Quality and Agreement With Scientific Consensus of ChatGPT Information Regarding Corneal Transplantation and Fuchs Dystrophy

Kayson S Barclay; Jane Y You; Michael J Coleman; Priya M Mathews; Vincent L Ray; Kamran M Riaz; Joaquin O De Rojas; Aaron S Wang; Shelly H Watson; Ellen H Koo; Allen O Eghrari

doi:10.1097/ICO.0000000000003439

Quality and Agreement With Scientific Consensus of ChatGPT Information Regarding Corneal Transplantation and Fuchs Dystrophy

Cornea. 2023 Nov 28. doi: 10.1097/ICO.0000000000003439. Online ahead of print.

Authors

Affiliations

¹ Morgan State University, Baltimore, MD.
² Harvard Medical School, Boston, MA.
³ Cataract and Laser Institute, Mishawaka, IN.
⁴ Center for Sight, Sarasota, FL.
⁵ Fremont Eye Care Physicians, Fremont, CA.
⁶ Dean McGee Eye Institute, Oklahoma City, OK.
⁷ Glaucoma Cataract Consultants, Pittsburgh, PA.
⁸ Northern Virginia Ophthalmology Associates, Falls Church, VA.
⁹ Bascom Palmer Eye Institute, Miami, FL; and.
¹⁰ Wilmer Eye Institute at Johns Hopkins, Baltimore, MD.

PMID: 38016014
DOI: 10.1097/ICO.0000000000003439

Abstract

Purpose: ChatGPT is a commonly used source of information by patients and clinicians. However, it can be prone to error and requires validation. We sought to assess the quality and accuracy of information regarding corneal transplantation and Fuchs dystrophy from 2 iterations of ChatGPT, and whether its answers improve over time.

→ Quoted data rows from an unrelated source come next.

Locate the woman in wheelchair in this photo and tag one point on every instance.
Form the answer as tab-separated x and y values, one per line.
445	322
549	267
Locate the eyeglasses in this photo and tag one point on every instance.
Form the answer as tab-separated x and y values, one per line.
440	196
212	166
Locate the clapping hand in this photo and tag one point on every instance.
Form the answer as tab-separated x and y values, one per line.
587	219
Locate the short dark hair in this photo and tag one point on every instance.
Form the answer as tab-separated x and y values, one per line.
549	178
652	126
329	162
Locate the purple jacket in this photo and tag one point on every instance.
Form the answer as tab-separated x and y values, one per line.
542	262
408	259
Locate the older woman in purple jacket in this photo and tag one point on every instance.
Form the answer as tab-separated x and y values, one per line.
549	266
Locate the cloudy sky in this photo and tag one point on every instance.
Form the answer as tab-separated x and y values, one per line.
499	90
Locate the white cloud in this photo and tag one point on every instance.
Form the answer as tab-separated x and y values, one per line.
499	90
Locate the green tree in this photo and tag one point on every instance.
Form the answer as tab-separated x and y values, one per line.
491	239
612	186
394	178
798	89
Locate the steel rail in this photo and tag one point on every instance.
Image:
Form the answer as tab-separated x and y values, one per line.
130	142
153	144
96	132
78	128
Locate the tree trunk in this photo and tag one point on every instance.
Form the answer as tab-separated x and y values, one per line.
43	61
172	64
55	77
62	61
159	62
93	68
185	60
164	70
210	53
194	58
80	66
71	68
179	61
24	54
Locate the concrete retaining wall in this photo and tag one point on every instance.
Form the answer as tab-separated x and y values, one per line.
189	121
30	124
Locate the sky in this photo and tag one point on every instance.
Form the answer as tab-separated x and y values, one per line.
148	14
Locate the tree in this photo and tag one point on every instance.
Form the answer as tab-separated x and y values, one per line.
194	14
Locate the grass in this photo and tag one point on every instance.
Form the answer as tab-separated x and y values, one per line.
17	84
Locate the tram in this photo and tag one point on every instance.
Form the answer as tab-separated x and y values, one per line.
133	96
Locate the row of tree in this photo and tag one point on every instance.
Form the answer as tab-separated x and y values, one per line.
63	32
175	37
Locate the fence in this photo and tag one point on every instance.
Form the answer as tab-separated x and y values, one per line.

Methods: A total of 10 corneal specialists collaborated to assess responses of the algorithm to 10 commonly asked questions related to endothelial keratoplasty and Fuchs dystrophy. These questions were asked from both ChatGPT-3.5 and its newer generation, GPT-4. Assessments tested quality, safety, accuracy, and bias of information. Chi-squared, Fisher exact tests, and regression analyses were conducted.

Results: We analyzed 180 valid responses. On a 1 (A+) to 5 (F) scale, the average score given by all specialists across questions was 2.5 for ChatGPT-3.5 and 1.4 for GPT-4, a significant improvement (P < 0.0001). Most responses by both ChatGPT-3.5 (61%) and GPT-4 (89%) used correct facts, a proportion that significantly improved across iterations (P < 0.00001). Approximately a third (35%) of responses from ChatGPT-3.5 were considered against the scientific consensus, a notable rate of error that decreased to only 5% of answers from GPT-4 (P < 0.00001).

Conclusions: The quality of responses in ChatGPT significantly improved between versions 3.5 and 4, and the odds of providing information against the scientific consensus decreased. However, the technology is still capable of producing inaccurate statements. Corneal specialists are uniquely positioned to assist users to discern the veracity and application of such information.